WASHINGTON — Coming down from the high of their most impressive win of the season, the Nuggets refused to let themselves experience a low-point Sunday.
Led by 42 points, 12 rebounds, eight assists, three blocks, one steal and no turnovers from an unstoppable Nikola Jokic, Denver held off the struggling Wizards for its second consecutive victory, 113-104, at Capital One Arena.
Jokic shot 15 of 20 from the field in his first 40-point game of the season.
“Proud of the guys. This was a scary game,” Nuggets coach Michael Malone said. “Every game is scary for different reasons, and tonight’s game was scary because you’re coming off of a quality road win and you’re worried about having a letdown against a team with seven wins. And I thought for the most part, our guys did a really good job of approaching it the right way.”

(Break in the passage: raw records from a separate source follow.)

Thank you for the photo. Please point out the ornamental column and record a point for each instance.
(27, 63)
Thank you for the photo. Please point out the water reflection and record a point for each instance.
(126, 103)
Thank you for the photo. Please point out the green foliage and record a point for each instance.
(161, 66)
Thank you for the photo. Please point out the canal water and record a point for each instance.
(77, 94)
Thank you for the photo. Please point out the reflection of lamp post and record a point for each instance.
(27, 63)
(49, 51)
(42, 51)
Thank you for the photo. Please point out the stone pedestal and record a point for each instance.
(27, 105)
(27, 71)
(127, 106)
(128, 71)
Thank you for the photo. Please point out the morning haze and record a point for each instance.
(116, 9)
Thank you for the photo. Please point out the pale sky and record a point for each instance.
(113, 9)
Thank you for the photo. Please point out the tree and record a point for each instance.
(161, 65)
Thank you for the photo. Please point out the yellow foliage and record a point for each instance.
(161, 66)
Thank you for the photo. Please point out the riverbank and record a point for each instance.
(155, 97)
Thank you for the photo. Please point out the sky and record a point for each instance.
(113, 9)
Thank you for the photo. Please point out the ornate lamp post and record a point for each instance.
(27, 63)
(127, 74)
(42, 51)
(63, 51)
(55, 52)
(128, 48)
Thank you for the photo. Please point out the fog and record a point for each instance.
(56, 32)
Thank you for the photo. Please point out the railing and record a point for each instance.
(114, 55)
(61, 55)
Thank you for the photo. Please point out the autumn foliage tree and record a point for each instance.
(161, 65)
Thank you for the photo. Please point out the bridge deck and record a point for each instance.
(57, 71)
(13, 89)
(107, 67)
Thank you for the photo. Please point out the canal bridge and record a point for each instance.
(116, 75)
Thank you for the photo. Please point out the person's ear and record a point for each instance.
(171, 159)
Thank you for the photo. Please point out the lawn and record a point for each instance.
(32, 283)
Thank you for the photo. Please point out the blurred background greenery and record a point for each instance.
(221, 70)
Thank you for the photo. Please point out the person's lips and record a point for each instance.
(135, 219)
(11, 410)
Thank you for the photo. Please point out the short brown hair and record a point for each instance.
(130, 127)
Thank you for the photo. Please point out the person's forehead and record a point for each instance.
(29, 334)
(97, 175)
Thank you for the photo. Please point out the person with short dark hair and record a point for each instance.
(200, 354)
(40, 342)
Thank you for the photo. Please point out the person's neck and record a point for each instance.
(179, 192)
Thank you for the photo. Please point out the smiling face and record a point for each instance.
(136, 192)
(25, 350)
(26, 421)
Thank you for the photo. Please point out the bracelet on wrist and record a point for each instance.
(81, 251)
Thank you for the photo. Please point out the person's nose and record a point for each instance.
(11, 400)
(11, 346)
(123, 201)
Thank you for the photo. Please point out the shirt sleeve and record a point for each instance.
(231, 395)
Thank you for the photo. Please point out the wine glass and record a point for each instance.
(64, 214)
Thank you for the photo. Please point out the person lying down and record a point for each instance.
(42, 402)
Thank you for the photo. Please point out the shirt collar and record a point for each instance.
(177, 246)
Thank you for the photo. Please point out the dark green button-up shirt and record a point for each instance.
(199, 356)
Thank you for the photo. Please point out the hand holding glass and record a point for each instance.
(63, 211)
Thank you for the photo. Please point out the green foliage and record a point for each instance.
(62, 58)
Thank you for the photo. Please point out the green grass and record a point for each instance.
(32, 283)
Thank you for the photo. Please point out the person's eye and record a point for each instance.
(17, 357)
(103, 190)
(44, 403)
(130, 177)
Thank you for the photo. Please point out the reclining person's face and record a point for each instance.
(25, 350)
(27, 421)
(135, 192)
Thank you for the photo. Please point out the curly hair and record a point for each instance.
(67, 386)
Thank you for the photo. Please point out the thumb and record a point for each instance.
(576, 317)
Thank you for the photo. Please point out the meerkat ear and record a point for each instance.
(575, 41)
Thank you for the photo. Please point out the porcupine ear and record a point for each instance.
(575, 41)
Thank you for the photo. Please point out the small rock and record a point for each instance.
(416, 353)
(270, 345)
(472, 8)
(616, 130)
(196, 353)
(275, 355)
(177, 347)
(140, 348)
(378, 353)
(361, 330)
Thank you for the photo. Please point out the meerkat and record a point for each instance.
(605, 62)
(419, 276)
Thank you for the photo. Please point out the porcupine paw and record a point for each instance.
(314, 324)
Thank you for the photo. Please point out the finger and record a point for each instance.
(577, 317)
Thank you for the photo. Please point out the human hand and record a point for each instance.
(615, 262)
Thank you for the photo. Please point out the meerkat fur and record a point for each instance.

The environments in Boston and Washington this weekend were a case study in polar opposites. On Friday night, the Nuggets and Celtics were the premier sporting event in the country, two championship favorites facing off for the first of only two occasions this season, and in an arena where the hosts hadn’t lost a game in 10 months. The Nuggets emerged flexing their muscles. Then on an NFL playoff Sunday, the crowd in Washington only seemed to snap out of its default daze whenever Jokic touched the ball in the post — not even when the Wizards made a couple of runs to stick around.
Jokic put on a worthy show. When a young Washington team single-covered him, the two-time MVP smelled blood. “Nikola’s seen everything,” Malone said, “so he’s got an answer for everything.”
The center took his first stroll to the Denver bench late in the first quarter already with 15 points. Slowly, his distributing became a factor as well — he conjured a diet re-creation of his recent over-the-head assist to Aaron Gordon — but the main event this time was his flawless footwork and robotic interior finishing ability.
The loudest cheer of the night was to greet him when he sauntered to the scorer’s table and checked back in with 6:39 remaining in a 97-88 game. He was sitting at 38 points. An antsy crowd wanted to see 40.
“We like when he’s aggressive and he just has a score-first mentality, when teams play him one-on-one,” Michael Porter Jr. said. “Because we know we can score every time.”
The Wizards (7-35) couldn’t get out of their own way when Denver was allowing them to stay close. They committed 10 turnovers in the first half, leading to 12 Nuggets points. With 13 seconds left before the break, Jordan Poole picked up his third foul for sneakily shoving Kentavious Caldwell-Pope out of bounds after Caldwell-Pope jumped a passing lane for one of his three steals.
![Denver Nuggets center Nikola Jokic (15) goes to the basket against Washington Wizards forward Marvin Bagley III, second from left, forward Corey Kispert (24) during the second half of an NBA basketball game, Sunday, Jan. 21, 2024, in Washington. (AP Photo/Nick Wass)](https://i0.wp.com/www.denverpost.com/wp-content/uploads/2024/01/TDP-L-SPBKNNUGGETS-0122-02.jpg?fit=620%2C9999px&ssl=1)
But every time the Nuggets (30-14) seemed to put them out of reach, the Wizards lingered. Denver opened up a 16-point lead early in the second half; Washington responded with a 9-2 run to get back within single digits. Porter and Caldwell-Pope hit consecutive 3s in the fourth to extend the advantage to 109-92; Washington scored the next eight.
Porter finished the night with 19 points, six rebounds and two blocks in an impressive showing that helped cancel out a less efficient Jamal Murray game (19 points, 23 shot attempts) than what he pulled off in Boston.
Zeke Nnaji was Malone’s backup center in Denver’s first sequence of substitutions, but he collected three fouls in 5:05, planting him back on the bench. DeAndre Jordan played Jokic’s rest minutes in the second half. Nnaji has only played seven or more minutes in two of the Nuggets’ last 13 games.
Against teams with losing records — excluding Houston, a team that was high in the standings for all four matchups with Denver — the Nuggets are now 18-0 this season.
“If you want to be a really good team, you have to win the games you’re supposed to win,” Malone said. “And we never play records. We don’t go into a team meeting and say, ‘They’re seven and whatever.’ We talk about Kyle Kuzma and Jordan Poole. … But the fact that we’ve won the large majority of the games against teams below .500 speaks to understanding who we are and what we’re trying to accomplish. That’s what happens when you’re the reigning world champs. You have to be up for those games.”